Menyambung paparan rekannya, Maidina Rahmawati (ICJR) juga mendorong perbaikan hukum acara dan rumusan ketentuan pidana dalam UU Narkotika. Dalam hukum acara pidana narkotika, perbaikan yang diusulkan adalah mengenai pemusatan kewenangan Badan Narkotika Nasional (BNN) pada peredaran gelap narkotika. Penyidik diusulkan hanya berwenang pada penangkapan dalam kepemilikan melewati ambang batas. Hal ini dapat menyempitkan penindakan pidana pada pengedar gelap saja, bukan pada pengguna. Selain itu, pada ketentuan pidana, Maidina mendorong pencantuman unsur kesalahan dalam rumusan tindak pidana narkotika. Hal ini bertujuan mencegah peristiwa narapidana narkotika yang terlanjur dihukum, lalu di kemudian hari terbukti tidak bersalah.
Panitia peluncuran juga mengundang beberapa panelis untuk memberi tanggapan. Panelis pertama, Edward O.S. Hiariej (Wakil Menteri Hukum dan HAM Indonesia) menyebut narkotika sebaga kejahatan tanpa korban (victimless). Atas dasar itu, pengguna tidak seharusnya dipidana, melainkan direhabilitasi. Ia memberikan argumen; narapidana narkotika paling banyak terdapat di Sumatra Utara, yang menyebabkan lapas-lapas di daerah itu overcrowded hingga hampir 300%. “Kebijakan Peraturan Presiden No. 99 Tahun 2012 (tentang narkotika—red) yang tidak memberikan hak remisi dan lainnya ini adalah trouble maker,” ujar Edward.

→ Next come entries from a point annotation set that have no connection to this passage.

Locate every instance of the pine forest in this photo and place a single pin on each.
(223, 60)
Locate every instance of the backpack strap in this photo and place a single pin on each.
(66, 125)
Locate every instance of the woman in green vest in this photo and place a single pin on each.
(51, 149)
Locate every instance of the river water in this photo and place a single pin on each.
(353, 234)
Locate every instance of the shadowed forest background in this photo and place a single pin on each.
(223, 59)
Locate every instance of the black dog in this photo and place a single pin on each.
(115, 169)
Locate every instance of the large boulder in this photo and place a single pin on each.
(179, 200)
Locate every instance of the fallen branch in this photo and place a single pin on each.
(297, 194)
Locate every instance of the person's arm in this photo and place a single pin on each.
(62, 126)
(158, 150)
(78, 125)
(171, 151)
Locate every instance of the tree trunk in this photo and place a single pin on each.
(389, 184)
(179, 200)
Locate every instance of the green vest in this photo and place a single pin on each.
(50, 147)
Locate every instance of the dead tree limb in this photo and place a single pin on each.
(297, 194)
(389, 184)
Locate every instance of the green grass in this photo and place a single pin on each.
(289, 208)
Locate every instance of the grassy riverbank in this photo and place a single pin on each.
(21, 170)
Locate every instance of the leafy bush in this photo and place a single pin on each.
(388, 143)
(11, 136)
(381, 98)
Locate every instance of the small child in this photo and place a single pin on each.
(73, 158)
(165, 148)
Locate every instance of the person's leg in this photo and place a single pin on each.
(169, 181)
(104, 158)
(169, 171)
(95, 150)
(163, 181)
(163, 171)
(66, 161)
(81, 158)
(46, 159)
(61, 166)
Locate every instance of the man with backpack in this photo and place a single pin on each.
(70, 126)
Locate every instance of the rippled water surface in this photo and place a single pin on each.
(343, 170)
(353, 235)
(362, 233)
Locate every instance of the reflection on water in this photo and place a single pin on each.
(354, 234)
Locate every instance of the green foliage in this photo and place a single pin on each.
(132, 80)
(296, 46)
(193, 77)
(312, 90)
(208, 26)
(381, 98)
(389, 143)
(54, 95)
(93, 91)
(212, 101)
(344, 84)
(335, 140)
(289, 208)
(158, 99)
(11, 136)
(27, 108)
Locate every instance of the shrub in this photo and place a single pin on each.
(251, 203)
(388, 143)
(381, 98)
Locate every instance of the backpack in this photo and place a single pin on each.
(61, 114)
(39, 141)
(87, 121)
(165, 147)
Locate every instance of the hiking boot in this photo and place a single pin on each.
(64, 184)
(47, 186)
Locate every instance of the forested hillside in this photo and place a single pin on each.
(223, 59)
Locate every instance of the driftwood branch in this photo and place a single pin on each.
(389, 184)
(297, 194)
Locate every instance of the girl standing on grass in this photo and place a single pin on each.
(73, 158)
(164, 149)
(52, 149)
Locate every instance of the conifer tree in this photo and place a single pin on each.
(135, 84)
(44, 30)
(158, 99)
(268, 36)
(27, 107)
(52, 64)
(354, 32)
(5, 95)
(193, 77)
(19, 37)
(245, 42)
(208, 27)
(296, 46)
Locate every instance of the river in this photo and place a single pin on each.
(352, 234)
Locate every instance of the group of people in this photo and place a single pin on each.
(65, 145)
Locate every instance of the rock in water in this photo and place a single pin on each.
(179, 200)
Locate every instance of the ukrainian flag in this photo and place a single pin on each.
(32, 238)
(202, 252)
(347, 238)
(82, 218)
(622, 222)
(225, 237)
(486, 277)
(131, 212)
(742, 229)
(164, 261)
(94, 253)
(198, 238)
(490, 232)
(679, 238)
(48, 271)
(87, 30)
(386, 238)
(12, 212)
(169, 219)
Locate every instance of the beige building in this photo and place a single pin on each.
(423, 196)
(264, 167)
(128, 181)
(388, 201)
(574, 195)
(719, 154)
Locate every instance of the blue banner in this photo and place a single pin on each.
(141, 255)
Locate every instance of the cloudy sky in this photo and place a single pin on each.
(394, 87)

Panelis selanjutnya, Asmin Fransiska (Dekan Fakultas Hukum Universitas Katolik Indonesia Atma Jaya), menanggapi paparan dengan komparasi terhadap kebijakan negara lain. Prinsip dekriminalisasi terhadap pengguna menjadi prinsip kunci. Belanda dan Spanyol, yang lebih maju dalam hukum narkotika, mengutamakan intervensi medis. Di Belanda, penyalahgunaan narkotika medis—seperti ganja medis—sangat minim, karena hukum mengutamakan kontrol ketat terhadap penggunaan narkotika medis lewat pemantauan dokter. “Akan sangat baik apabila intervensi medis bersama dengan pelayanan sosial yang didahulukan, dibanding dimasukan ke dalam lapas, rehabilitasi dalam lapas, atau masukan ke lapas secara paksa—yang penekanannya adalah fungsi penghukuman, bukan dari fungsi dari kesehatan dan layanan sosial,” tuturnya.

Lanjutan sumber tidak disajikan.